China cracked open the door to initial public offerings (IPOs) at the end of June sending companies into a frenzied push for places on the Shanghai and Shenzhen exchanges.
“The demand is clearly there for domestic companies to list and at some point the gates have to be opened,” said Michael Fosh, a partner in the law firm Herbert Smith who has worked on Chinese listings. “Conversely, one might ask, ‘How long can you hold back the demand from
local firms for financing?’.”
Apparently not for very long. The first two new IPOs, Guilin Sanjin Pharmaceutical and Zhejiang Wanma Cable, saw their share prices shoot up 82% and 125% respectively on their debut day in Shenzhen.
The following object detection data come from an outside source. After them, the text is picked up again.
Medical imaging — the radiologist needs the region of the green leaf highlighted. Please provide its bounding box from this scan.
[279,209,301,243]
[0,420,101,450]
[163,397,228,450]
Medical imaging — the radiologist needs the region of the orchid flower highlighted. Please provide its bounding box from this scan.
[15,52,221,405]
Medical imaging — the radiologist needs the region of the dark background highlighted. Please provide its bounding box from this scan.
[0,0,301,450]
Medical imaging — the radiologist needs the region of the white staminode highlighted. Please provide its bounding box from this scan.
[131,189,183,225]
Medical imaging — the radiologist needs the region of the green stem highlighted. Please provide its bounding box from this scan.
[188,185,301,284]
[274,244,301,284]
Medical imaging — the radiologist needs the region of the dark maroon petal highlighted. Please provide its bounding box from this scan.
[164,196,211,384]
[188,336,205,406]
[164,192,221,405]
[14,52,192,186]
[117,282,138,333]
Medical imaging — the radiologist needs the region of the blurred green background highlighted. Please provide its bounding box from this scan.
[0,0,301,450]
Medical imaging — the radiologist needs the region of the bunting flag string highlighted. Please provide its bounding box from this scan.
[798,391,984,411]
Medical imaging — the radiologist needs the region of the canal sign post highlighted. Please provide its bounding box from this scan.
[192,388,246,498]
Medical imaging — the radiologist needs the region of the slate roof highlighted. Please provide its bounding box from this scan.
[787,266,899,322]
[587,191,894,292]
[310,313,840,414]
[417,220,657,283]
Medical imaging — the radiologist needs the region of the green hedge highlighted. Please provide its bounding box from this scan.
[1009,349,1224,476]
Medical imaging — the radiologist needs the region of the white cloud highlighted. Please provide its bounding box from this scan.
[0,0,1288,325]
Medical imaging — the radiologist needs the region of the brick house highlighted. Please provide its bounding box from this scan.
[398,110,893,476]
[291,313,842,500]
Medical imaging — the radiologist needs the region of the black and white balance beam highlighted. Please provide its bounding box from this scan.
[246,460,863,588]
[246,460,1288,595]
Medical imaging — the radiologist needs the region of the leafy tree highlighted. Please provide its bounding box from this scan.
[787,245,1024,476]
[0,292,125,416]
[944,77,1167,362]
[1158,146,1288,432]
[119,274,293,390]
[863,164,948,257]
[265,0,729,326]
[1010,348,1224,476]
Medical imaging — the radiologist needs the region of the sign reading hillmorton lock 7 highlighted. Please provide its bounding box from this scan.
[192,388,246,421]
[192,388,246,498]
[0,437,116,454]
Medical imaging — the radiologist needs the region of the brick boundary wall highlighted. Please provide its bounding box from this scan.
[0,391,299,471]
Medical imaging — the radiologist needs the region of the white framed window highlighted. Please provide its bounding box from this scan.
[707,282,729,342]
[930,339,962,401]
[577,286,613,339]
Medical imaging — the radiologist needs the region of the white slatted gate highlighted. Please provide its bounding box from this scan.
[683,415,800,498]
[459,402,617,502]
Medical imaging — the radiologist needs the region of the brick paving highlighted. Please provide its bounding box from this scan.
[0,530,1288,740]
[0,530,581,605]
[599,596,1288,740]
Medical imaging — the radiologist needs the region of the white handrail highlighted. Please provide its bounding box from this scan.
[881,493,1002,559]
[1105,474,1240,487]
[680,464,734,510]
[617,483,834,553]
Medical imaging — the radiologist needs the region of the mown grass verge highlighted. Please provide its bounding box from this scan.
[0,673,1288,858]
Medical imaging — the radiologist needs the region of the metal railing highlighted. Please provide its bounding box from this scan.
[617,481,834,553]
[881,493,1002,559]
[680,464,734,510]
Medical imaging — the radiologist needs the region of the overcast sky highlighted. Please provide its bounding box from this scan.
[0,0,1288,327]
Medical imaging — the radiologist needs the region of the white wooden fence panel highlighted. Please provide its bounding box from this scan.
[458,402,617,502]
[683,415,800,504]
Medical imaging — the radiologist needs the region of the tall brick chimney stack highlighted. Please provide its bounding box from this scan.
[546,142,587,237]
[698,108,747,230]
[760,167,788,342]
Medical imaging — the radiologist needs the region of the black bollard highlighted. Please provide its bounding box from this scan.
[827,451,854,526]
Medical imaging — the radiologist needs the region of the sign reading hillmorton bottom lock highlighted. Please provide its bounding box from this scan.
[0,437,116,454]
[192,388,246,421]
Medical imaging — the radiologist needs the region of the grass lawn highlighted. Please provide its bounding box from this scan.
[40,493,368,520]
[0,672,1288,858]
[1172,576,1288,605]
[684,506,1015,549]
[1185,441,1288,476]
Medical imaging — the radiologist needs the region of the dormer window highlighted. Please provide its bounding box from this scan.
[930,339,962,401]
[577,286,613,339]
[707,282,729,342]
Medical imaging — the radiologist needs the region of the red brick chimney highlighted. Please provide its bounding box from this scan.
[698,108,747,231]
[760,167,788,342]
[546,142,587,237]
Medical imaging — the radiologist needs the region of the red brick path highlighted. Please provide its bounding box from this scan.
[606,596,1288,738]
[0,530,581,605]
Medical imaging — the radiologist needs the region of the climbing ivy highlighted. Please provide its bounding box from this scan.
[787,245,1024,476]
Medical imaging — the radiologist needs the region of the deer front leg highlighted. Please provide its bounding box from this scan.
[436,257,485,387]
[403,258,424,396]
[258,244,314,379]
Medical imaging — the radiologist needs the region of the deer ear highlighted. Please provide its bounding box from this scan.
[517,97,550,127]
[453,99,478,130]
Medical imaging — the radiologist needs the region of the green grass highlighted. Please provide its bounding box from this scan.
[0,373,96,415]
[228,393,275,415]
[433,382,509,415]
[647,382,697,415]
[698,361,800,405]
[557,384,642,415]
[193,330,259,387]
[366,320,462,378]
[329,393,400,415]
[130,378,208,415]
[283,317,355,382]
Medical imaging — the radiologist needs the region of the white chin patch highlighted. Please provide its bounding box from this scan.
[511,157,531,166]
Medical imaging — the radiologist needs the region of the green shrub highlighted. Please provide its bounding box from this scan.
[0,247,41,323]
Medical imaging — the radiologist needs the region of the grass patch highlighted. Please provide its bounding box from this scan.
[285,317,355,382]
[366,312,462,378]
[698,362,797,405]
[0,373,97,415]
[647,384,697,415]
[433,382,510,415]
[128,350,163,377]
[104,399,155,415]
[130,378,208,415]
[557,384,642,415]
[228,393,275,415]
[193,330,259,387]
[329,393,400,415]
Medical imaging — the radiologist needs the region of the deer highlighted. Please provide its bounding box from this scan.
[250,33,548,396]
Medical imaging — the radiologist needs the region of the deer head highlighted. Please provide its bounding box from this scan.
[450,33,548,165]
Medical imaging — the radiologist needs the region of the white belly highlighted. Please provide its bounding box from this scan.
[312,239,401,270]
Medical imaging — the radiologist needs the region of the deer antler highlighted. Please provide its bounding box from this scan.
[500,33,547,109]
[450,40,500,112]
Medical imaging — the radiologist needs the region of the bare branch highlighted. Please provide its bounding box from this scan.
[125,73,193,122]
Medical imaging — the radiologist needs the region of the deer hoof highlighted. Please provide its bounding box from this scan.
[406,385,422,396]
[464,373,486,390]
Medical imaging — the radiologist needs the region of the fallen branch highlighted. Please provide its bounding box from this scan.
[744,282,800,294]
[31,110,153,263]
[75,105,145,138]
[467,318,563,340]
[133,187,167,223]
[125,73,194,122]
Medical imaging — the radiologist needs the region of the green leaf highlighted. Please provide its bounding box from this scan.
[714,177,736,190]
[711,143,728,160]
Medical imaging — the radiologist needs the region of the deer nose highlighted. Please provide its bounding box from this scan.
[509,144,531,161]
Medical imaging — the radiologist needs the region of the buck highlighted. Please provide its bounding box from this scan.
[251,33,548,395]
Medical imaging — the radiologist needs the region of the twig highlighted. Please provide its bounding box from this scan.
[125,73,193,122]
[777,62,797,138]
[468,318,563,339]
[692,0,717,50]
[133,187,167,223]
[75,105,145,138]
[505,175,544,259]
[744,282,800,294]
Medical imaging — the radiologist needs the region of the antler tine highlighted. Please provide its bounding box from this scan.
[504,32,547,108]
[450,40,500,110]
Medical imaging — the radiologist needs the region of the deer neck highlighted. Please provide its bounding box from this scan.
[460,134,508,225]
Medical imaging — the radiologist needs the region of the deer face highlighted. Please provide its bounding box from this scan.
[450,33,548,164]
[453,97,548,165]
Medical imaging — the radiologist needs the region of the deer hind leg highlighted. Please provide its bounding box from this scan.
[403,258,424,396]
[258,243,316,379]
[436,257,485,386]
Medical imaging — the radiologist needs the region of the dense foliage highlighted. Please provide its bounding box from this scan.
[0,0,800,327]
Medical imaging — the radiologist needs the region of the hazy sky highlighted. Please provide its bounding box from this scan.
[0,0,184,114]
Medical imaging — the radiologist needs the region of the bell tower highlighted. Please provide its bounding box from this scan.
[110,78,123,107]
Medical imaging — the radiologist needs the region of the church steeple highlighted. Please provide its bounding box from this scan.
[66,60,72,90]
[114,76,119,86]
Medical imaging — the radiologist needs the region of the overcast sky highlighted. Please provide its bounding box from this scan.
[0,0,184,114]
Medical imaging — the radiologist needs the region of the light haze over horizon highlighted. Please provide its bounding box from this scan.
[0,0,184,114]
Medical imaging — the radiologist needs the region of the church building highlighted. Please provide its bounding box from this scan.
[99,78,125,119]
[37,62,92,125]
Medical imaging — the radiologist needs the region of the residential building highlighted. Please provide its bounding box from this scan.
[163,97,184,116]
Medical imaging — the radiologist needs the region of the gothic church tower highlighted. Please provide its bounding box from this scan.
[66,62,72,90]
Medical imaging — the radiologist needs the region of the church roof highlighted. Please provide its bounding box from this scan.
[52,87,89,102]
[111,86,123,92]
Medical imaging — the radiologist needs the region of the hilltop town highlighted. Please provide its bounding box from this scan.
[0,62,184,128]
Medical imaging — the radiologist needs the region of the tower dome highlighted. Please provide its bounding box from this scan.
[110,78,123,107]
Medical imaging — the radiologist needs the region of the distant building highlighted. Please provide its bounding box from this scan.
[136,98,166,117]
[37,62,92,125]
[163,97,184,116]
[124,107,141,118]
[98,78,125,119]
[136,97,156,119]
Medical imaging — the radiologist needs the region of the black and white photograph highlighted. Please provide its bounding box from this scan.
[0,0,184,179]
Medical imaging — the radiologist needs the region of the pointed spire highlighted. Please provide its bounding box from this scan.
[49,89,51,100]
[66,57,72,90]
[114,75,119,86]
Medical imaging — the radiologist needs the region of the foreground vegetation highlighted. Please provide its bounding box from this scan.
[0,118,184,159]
The trend looks set to continue. “Demand right now is still greater than supply,” said Alex Guo, sales and transaction manager at Sinolink Securities in Shanghai. “So as long as there is a new IPO, people will rush to buy it.”
According to Fraser Howie, author of a book on China’s stock market, state-owned companies in the construction, power and infrastructure sectors are likely to produce the strongest listings.
The China Securities Regulatory Commission (CSRC) issued new regulations in June to control first-day price rises, but Fosh said the response to the Guilin Sanjin and Zhejiang Wanma IPOs suggests those regulations have not taken effect to the extent the CSRC would like. The regulator will be watching the number of issues as well for the near future.
“I think the regulators would like to see continued buoyancy in the market. They are happy for investors to make healthy profits so long as they are not too healthy,” said Fosh. “The regulators want sufficient new offerings to absorb some of the liquidity whilst avoiding another bubble or an oversupply leading to a major market correction."